IBM sees GenAI playing a key role in turning the legacy software platforms into modern applications.

Generative AI will augment role of software developers, says IBM's Ritika Gunnar

Wednesday October 16, 2024 , 6 min Read

Generative artificial intelligence (GenAI) has become the top priority for enterprises across the globe as they seek to harness this technology not just for productivity gains, but to also create newer models for businesses to operate. This would not mean replacing the existing technology systems or people, but augment through GenAI.

IBM has been at the forefront of this, and believes, for example, in the case of several older computer languages which are still operational but skills are fewer, GenAI is playing a key role in refactoring these legacy systems into more modern applications.

At the same time, IBM says GenAI will only augment the skills of software developers and will not replace them as the human element is critical for any further development.

In an interview with Enterprise Story, Ritika Gunnar, General Manager, Data and AI, IBM; and Vishal Chahal, VP, IBM India Software Lab, highlighted the broad changes that GenAI will usher in.

Edited excerpts from the interview:

Enterprise Story (ES): What kind of changes is GenAI bringing into the world of software development?

Ritika Gunnar (RG): If one looks at the software development area, I think generative AI (GenAI) is going to be used to improve productivity in multiple ways. GenAI is being used to understand code as a starting point. There are billions and trillions of lines of code that exist in different languages, and sometimes those skills don’t exist so often in the space of code. So, the first step is understanding. The second is, even as you’re writing code, what can you do to document. These legacy languages are so important and critical that they've been there for decades.

The ability to understand those languages (older computer languages) as skills has become a lot more scarce. However, the ability to use generative AI to modernise these languages is really important and these are some of the capabilities that IBM possesses.
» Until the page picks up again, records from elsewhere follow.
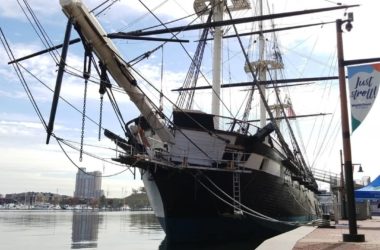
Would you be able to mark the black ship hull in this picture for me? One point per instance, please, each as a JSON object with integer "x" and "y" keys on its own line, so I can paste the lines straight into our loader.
{"x": 194, "y": 205}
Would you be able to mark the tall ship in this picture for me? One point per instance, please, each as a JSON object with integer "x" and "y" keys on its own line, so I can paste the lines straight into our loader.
{"x": 208, "y": 175}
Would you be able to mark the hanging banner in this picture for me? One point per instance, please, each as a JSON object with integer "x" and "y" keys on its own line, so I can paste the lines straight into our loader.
{"x": 363, "y": 83}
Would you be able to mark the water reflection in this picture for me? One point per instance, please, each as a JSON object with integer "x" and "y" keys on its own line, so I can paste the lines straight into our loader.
{"x": 241, "y": 245}
{"x": 85, "y": 229}
{"x": 142, "y": 221}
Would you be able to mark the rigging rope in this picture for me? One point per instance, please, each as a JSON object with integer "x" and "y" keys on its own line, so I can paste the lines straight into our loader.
{"x": 46, "y": 41}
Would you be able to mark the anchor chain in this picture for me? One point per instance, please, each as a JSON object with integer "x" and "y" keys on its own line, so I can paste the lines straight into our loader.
{"x": 100, "y": 117}
{"x": 86, "y": 76}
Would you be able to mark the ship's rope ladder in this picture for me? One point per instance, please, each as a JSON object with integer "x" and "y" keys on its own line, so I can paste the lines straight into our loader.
{"x": 236, "y": 192}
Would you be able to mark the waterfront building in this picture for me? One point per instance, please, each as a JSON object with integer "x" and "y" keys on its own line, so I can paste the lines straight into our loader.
{"x": 88, "y": 184}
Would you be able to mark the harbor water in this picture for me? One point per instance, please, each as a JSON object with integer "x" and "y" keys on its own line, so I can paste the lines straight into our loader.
{"x": 31, "y": 229}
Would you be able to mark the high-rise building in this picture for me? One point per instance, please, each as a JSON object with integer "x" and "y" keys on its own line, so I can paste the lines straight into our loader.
{"x": 88, "y": 184}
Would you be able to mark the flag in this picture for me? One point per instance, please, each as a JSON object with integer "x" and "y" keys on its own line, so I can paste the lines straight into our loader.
{"x": 363, "y": 83}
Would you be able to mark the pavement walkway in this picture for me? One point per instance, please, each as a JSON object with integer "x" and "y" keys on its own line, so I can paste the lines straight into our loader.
{"x": 313, "y": 238}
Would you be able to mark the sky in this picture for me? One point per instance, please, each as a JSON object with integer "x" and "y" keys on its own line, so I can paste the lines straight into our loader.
{"x": 28, "y": 164}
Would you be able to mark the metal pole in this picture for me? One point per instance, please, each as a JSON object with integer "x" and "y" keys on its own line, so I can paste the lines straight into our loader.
{"x": 353, "y": 234}
{"x": 342, "y": 193}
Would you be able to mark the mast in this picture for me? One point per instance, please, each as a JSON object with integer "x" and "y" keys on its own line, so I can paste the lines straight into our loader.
{"x": 262, "y": 68}
{"x": 218, "y": 12}
{"x": 217, "y": 61}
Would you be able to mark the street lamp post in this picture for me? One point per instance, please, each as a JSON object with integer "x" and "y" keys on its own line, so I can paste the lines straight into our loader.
{"x": 353, "y": 235}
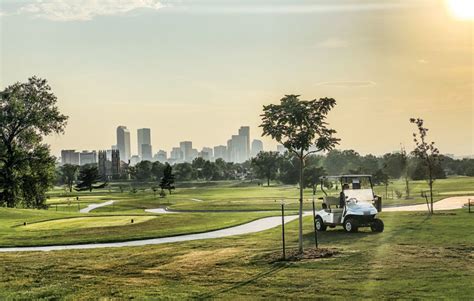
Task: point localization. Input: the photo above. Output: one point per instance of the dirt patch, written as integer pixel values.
(294, 255)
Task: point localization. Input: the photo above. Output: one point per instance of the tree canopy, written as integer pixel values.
(28, 113)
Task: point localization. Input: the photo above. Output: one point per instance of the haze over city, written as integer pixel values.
(199, 70)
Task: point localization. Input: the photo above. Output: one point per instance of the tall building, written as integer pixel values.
(115, 162)
(176, 154)
(123, 143)
(161, 156)
(144, 137)
(257, 146)
(86, 157)
(146, 152)
(245, 132)
(187, 150)
(103, 163)
(69, 156)
(220, 152)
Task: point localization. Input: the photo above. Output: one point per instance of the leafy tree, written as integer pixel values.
(88, 176)
(28, 113)
(404, 165)
(143, 171)
(265, 165)
(299, 125)
(312, 175)
(69, 175)
(167, 181)
(427, 152)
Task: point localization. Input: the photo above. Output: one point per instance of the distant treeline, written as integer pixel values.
(269, 166)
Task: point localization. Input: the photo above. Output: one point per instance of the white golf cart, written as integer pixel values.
(354, 206)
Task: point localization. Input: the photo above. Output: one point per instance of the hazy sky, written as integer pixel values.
(198, 70)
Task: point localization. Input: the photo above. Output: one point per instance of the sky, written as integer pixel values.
(198, 70)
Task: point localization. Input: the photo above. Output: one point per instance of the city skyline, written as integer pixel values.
(245, 56)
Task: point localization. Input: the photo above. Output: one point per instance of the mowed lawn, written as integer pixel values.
(417, 257)
(49, 228)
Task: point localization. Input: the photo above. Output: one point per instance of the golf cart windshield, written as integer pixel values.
(362, 195)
The last area is, what do you do to actually debug and use generative AI for debugging. So, when you look at the whole life cycle of development--what it means to actually understand, document, to create, to convert, and modernise. In this whole life cycle, we are starting to see the impact of GenAI at every single point.

IBM executives

Ritika Gunnar (left), GM, Data and AI, IBM; and Vishal Chahal, VP, IBM India Software Lab

ES: What will be the role of software developers now given the advancements made by GenAI?

RG: I think you always need to look at it as augmenting the human and not replacing the human. From our perspective, the way we want our developers to use the technology is as an assistant, because even in itself, like the generative AI that’s driving code, the accuracy rates are still not as you can optimise your code as well, but you want to ensure that you still have a human in the loop to really understand what’s going on. So, a lot of the technology that we are using for code generation is really augmenting the human themselves. And that’s very critical for us.
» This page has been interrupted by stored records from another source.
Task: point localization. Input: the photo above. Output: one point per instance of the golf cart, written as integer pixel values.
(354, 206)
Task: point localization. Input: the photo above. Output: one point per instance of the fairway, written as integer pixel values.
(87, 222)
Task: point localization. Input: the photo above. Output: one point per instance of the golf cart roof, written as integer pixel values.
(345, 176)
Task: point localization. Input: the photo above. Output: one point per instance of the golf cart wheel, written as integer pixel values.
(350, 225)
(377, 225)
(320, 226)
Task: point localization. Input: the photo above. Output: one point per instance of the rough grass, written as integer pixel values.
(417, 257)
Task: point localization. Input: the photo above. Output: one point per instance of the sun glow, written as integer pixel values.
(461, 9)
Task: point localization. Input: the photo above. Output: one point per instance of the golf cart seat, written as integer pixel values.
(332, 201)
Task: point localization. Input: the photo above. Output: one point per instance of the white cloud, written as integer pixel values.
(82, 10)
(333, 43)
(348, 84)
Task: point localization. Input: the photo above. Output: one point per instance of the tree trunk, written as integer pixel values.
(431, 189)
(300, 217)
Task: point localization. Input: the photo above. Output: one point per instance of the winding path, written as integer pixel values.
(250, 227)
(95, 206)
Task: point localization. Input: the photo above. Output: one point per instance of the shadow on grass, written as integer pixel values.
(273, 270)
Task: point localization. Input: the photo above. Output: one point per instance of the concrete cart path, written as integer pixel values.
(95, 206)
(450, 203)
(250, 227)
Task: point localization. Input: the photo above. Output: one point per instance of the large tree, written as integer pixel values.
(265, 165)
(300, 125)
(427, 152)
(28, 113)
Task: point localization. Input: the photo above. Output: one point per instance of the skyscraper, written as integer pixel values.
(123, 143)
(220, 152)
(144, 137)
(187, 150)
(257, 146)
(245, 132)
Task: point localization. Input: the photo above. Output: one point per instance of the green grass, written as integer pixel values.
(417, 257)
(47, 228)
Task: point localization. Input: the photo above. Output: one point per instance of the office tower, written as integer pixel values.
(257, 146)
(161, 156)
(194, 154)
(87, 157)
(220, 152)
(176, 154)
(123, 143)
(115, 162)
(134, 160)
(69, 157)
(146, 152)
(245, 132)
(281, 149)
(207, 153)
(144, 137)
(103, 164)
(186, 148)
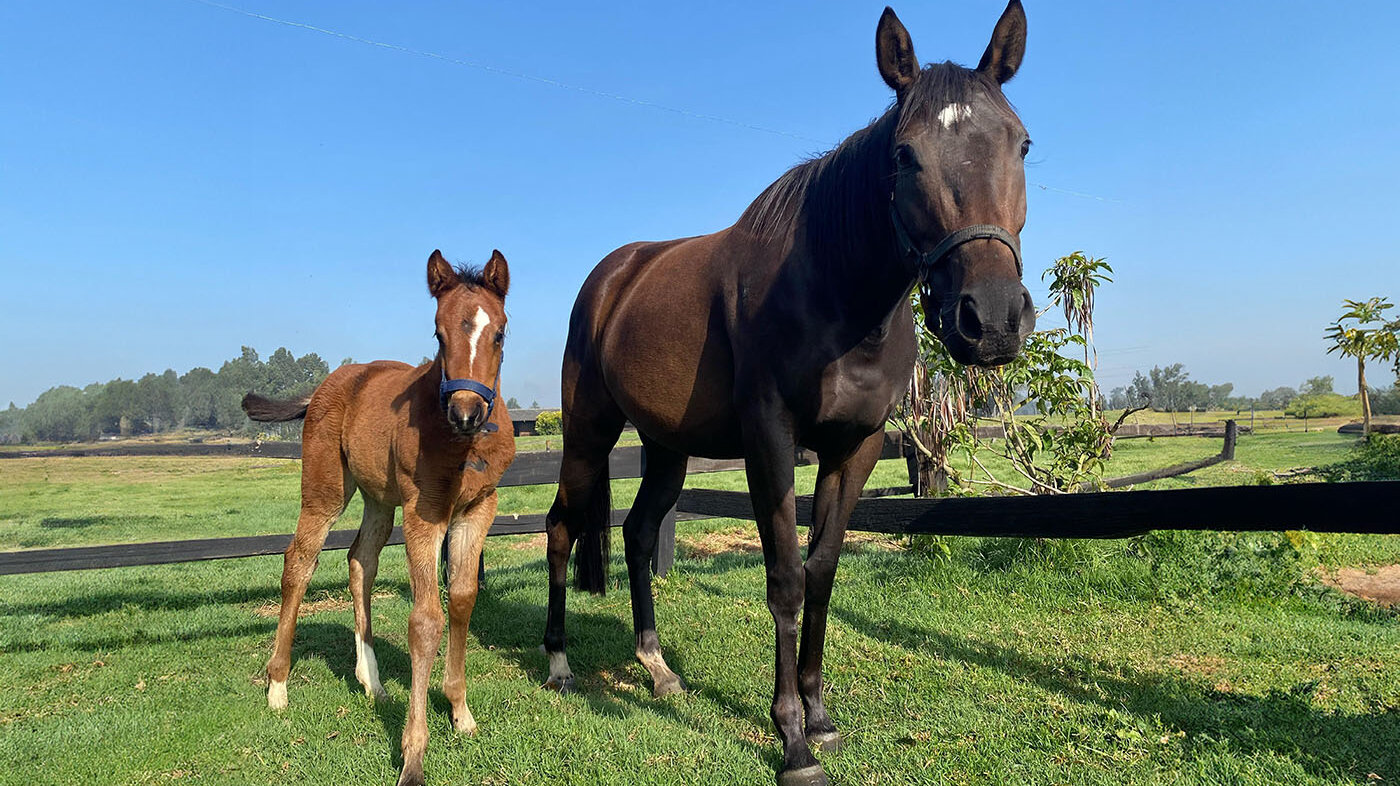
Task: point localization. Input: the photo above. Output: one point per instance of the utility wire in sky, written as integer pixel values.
(563, 84)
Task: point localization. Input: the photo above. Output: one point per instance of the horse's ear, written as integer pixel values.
(1008, 45)
(497, 273)
(441, 276)
(895, 52)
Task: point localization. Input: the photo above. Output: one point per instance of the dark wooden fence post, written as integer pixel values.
(664, 555)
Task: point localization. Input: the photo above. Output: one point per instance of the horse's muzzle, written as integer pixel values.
(984, 324)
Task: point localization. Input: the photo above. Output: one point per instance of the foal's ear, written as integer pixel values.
(1008, 45)
(441, 276)
(497, 273)
(895, 52)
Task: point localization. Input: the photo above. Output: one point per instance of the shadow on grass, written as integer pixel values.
(1281, 723)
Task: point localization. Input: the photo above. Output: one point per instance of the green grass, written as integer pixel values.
(1175, 659)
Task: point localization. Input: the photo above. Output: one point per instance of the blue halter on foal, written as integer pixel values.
(448, 387)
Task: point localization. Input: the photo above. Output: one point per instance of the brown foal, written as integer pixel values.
(431, 440)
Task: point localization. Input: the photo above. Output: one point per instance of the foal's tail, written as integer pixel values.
(591, 552)
(272, 411)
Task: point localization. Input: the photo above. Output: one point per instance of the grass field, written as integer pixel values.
(1169, 659)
ES: What are the benefits that enterprises are deriving from the implementation of GenAI?

RG: The first use cases are of productivity gains and efficiency. I think we are actually at this cusp. I call it the second wave. And this second wave is really transferring from what it means to have a number of flowers blooming of generative AI projects, to what does it really mean to get into production. In addition to that, we’ve also applied the other kind of components, which I think are essential to cross the chasm from pilots to production. And that includes, how do you have trust and transparency into how AI is operating? How do you make sure the AI itself is as efficient as smaller models being sometimes better than the larger models. Bigger is not always better. So, all of these things become really essential to cross that chasm from pilots to production.
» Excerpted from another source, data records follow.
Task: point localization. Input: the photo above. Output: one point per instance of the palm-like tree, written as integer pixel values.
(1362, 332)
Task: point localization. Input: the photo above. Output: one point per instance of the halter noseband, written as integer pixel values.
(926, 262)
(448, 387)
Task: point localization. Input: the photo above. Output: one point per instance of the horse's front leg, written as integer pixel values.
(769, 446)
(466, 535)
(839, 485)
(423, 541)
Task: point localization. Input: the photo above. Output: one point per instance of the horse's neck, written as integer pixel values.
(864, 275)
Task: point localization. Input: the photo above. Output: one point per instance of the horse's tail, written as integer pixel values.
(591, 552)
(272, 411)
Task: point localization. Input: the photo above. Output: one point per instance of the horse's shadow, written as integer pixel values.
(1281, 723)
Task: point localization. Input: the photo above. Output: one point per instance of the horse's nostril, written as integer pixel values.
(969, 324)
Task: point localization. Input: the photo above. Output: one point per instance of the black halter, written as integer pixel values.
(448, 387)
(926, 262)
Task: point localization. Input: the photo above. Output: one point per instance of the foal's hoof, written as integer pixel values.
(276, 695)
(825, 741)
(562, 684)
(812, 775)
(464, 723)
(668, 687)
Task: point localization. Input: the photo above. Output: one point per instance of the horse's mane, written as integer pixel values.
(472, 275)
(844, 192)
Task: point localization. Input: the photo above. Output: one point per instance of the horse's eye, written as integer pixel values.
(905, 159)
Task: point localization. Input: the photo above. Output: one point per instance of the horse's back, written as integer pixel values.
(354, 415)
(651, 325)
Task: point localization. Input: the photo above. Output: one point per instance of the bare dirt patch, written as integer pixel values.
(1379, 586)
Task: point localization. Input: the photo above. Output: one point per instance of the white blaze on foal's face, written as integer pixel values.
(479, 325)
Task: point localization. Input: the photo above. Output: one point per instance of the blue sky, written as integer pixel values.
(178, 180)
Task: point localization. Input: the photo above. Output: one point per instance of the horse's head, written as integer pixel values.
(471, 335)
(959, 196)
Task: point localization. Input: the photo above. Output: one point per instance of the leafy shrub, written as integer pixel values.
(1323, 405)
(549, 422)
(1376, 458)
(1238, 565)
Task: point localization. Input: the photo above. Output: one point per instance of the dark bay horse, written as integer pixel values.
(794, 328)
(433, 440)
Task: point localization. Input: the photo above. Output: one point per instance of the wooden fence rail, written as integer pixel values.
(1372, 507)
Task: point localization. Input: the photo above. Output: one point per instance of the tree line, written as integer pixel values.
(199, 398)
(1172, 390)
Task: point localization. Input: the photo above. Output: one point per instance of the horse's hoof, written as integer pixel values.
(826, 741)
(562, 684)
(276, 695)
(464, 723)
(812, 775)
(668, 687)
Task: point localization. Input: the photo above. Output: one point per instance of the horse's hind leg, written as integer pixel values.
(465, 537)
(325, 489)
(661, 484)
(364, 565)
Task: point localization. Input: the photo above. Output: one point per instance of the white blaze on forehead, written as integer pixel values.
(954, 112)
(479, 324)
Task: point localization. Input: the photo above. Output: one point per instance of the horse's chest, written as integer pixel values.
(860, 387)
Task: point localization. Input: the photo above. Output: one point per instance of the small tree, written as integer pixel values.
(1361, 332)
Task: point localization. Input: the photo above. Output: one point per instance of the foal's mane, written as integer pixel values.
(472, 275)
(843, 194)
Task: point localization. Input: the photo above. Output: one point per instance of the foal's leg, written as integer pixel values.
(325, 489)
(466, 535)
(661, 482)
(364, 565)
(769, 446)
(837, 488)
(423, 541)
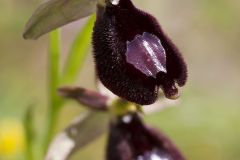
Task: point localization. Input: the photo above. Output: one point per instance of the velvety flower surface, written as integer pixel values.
(133, 55)
(130, 139)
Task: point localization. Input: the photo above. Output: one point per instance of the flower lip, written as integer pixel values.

Vishal Chahal (VC): When you take it from pilot to production, there’s going to be a change in the cycle the way it runs today. For developers, DevOps and other things are going to be automated.

ES: Are there any particular industries that are early adopters of GenAI?

RG: I think almost every industry is adopting GenAI. There’s not an industry that isn't experimenting. If you look at it, what's probably most common is the horizontals in which they're actually applying. The customer care piece is probably one of the first, easiest, and low-risk ones that we see across every organisation and every industry. The second, when it comes to employee productivity, the digital labour piece is probably the second area where we see it being most adopted, and the third being for the developers themselves. The productivity that developers are going to receive is really important. So, these are the three primary areas, and I actually see them across every industry.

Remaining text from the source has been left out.